Le notizie storiche su questa torre sono molto scarne: non gli si conosce, per esempio, nessun episodio bellico. Forse perché ebbe sempre un'esclusiva funzione di vigilanza, e di rado di difesa. Per quanto riguarda la guarnigione e l'armamento abbiamo qualche notizia interessante. Il governatore generale del principato di Piombino Antonio Ferri, nella sua visita all'Elba del 1738, dice che la torre era presidiata da un tenente della Piazza di Longone con sei soldati. Dalla stessa relazione pare che proprio essa facesse da punto di confine tra i comuni di San Piero e Sant'Ilario. Degli stessi anni abbiamo anche la testimonianza di Vincenzo Coresi del Bruno, che ci dà la torre in mano a una guarnigione spagnola, composta da dodici soldati, e armata di due cannoni. La torre deve essere sempre stata armata di due pezzi di artiglieria, in quanto anche sotto l'esilio di Napoleone abbiamo lo stesso numero.
Appare evidente che la nostra torre, come le opere difensive minori dell'isola, a parte quelle sotto il controllo diretto del granducato di Toscana, rientravano tutte nell'orbita della piazzaforte spagnola di Longone, presidiate da distaccamenti della guarnigione madre, per quanto facenti parte di uno stato estero, il principato di Piombino. Gli spagnoli però si erano accollati la difesa dello stato satellite, avendo al contempo il vantaggio di poter gestire una preziosa rete a guardia dei mari e delle coste, e di supporto per Longone.
Tra il XVII e il XVIII secolo sull'Elba si avvicendarono eserciti europei per mettere in scacco Longone, che subì tre assedi – nel 1646, 1650, 1708 e 1799. Per quanto gli storici non ne facciano menzione diretta, è comprensibile, per le ragioni dette sopra, che le truppe appena sbarcate sloggiassero i presidi dalle torri isolane, compresa ovviamente la nostra, e le presidiassero, per avere sotto controllo tutta la situazione sul territorio e prima di mettere sotto assedio il caposaldo ambito.
Durante il governo lorenese la torre era presidiata dalle guardie doganali e da' cannonieri sedentarj per difesa di quello scalo, con sottotenente castellano e un uffizio di sanità, come scrive Emanuele Repetti.

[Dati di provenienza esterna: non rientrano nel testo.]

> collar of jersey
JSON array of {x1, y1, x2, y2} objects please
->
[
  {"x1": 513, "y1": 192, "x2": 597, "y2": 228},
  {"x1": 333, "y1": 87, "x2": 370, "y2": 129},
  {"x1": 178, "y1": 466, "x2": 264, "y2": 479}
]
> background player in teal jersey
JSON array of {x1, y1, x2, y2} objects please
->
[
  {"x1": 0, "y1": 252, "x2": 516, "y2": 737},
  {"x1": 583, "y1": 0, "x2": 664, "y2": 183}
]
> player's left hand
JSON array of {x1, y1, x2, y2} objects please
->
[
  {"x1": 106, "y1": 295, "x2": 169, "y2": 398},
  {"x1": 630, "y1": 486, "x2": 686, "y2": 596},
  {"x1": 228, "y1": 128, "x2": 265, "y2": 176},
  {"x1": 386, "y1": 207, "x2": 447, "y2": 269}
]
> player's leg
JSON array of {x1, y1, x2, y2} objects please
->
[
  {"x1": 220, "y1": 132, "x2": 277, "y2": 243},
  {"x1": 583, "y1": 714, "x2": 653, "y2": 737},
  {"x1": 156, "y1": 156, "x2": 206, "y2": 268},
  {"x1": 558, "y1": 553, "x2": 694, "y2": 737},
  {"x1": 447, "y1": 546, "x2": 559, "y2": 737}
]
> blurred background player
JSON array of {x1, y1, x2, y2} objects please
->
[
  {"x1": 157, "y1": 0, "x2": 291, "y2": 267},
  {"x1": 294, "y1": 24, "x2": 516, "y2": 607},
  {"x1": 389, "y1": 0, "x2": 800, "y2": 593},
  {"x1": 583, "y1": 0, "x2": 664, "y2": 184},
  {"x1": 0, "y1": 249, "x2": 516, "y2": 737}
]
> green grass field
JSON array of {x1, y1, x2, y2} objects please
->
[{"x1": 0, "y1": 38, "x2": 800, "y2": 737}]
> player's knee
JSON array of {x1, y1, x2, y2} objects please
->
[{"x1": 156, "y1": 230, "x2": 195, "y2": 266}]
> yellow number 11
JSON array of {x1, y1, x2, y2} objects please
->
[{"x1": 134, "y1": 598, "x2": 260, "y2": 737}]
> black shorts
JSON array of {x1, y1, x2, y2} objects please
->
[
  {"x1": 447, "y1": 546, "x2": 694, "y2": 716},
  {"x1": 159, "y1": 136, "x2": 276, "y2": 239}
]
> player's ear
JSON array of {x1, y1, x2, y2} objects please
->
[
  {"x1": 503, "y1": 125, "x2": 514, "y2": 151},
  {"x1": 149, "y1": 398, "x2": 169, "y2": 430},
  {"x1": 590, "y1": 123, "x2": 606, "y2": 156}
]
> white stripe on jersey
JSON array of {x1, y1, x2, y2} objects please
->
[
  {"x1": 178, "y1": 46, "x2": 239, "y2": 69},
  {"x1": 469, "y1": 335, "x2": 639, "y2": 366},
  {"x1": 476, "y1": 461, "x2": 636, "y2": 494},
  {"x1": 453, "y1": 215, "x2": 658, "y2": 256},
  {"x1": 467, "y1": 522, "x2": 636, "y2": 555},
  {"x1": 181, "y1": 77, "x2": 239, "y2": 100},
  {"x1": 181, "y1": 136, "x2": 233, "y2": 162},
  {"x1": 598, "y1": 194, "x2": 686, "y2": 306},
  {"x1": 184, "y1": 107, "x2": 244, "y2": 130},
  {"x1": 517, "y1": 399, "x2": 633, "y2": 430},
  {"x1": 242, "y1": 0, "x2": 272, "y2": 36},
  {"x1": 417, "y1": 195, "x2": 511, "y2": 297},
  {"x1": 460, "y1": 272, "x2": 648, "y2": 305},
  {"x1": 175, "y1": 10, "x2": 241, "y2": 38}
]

Riguardo a questo periodo ci giunge notizia che il 27 luglio 1849, quando il granduca Leopoldo II fu restaurato nel trono di Firenze dopo i moti patriottici degli ultimi mesi, dalla torre si spararono sette colpi di saluto. Per quanto la torre sia sempre rimasta pertinenza militare, sotto il governo italiano perse importanza strategica, come quasi tutte queste strutture. Nella prima metà del Novecento divenne così sede di un fanale, e passò di pertinenza alla marina militare, com'è tutt'oggi.
Questa affascinante sentinella è talmente importante per la storia locale, che alla nascita del comune di Campo nell'Elba si volle eternarla nelle insegne municipali. Come abbiamo detto per un certo periodo la torre fu sede di un faro. Così ce lo descrive Sandro Foresi: Un fanale a petrolio a lucignolo tutte le notti s'indugia come una stella innamorata sulla finestra “della Torre” verso E. La luce è rossa e bianca. è mantenuto a cura del Municipio. Non sempre si può però fare assegnamento sul suo regolare funzionamento.